Mengacu pada keterangan resmi, “cara klaim kecelakaan di Jasa Raharja saat ini semakin mudah dan praktis.” Bahkan, korban yang langsung dibawa ke rumah sakit akan otomatis mendapatkan penanganan dengan biaya yang ditanggung. Dalam praktiknya, pihak rumah sakit bekerja sama dengan kepolisian untuk memproses santunan.
“Korban kecelakaan yang dibawa ke rumah sakit secara otomatis biaya perawatan akan ditanggung oleh Jasa Raharja,” demikian dijelaskan dalam informasi tersebut.
Besaran Santunan yang Diterima
Jasa Raharja telah menetapkan nilai santunan bagi korban kecelakaan lalu lintas, di antaranya:
- Meninggal dunia: Rp 50 juta
- Cacat tetap (maksimal): Rp 50 juta
- Biaya perawatan: maksimal Rp 20 juta
- Biaya penguburan: Rp 4 juta
- Penggantian P3K: Rp 1 juta
- Penggantian ambulans: Rp 500 ribu
Namun, ada batasan yang perlu dipahami. “Yang tidak ditanggung Jasa Raharja adalah korban kecelakaan tunggal yang mengendarai kendaraan pribadi,” sementara penumpang angkutan umum tetap berhak atas santunan.
Wajib Lapor Polisi
Agar klaim bisa diproses, korban harus tercatat secara resmi. “Untuk mendapatkan santunan biaya perawatan korban harus tercatat di kantor polisi,” sehingga keluarga diminta segera melaporkan kejadian guna memperoleh Laporan Polisi (LP).

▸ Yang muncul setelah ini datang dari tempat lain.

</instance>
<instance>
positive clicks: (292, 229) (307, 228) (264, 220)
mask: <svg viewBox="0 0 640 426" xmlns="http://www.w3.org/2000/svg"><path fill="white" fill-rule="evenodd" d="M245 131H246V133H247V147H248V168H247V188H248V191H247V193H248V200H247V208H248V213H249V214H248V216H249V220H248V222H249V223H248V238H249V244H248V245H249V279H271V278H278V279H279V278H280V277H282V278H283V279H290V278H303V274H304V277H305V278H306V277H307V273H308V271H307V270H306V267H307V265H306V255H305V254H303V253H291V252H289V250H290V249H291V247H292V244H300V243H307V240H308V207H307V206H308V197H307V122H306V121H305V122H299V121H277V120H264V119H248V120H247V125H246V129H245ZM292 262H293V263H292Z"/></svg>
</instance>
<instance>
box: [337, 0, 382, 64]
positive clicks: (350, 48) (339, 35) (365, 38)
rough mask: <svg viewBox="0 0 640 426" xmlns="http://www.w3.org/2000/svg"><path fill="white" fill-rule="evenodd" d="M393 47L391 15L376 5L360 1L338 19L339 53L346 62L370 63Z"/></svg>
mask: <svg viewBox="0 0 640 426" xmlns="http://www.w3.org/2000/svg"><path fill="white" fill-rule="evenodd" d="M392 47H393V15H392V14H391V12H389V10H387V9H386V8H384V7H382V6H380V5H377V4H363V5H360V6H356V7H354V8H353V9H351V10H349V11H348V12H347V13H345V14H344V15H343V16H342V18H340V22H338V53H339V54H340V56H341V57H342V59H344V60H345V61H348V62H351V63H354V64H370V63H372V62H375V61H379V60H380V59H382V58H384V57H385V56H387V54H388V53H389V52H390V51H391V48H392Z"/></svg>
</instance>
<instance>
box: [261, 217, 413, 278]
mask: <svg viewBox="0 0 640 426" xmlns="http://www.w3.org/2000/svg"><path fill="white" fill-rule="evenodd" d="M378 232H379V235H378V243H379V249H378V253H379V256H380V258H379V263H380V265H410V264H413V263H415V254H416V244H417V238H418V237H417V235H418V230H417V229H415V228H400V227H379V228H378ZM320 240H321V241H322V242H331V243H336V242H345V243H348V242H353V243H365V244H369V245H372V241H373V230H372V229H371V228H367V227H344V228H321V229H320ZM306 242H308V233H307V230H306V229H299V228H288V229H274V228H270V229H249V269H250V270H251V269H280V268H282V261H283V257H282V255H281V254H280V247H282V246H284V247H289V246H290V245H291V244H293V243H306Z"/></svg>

Dokumen yang dibutuhkan meliputi identitas diri (KTP/SIM), Kartu Keluarga, surat keterangan rumah sakit, hingga bukti biaya pengobatan atau akta kematian bila diperlukan.
Langkah Klaim yang Perlu Diketahui
Proses klaim dilakukan melalui beberapa tahapan:
- Melaporkan kecelakaan ke polisi
- Menyiapkan dokumen lengkap
- Menghubungi Jasa Raharja (langsung atau online)
- Mengisi formulir klaim
- Menunggu verifikasi
- Pencairan dana ke rekening
Menariknya, petugas Jasa Raharja kini proaktif. “Petugas Jasa Raharja juga biasanya akan mendatangi korban atau keluarga korban kecelakaan,” sehingga proses menjadi lebih cepat tanpa harus datang langsung.
Catatan Penting
Untuk kecelakaan tunggal, prosedur klaim sebenarnya sama. Namun, santunan hanya berlaku bagi penumpang angkutan umum, bukan pengendara kendaraan pribadi.
Dengan sistem yang terintegrasi antara rumah sakit, kepolisian, dan Jasa Raharja, proses klaim kini semakin efisien. Masyarakat pun diharapkan segera melapor jika terjadi kecelakaan agar hak santunan dapat diterima tanpa hambatan.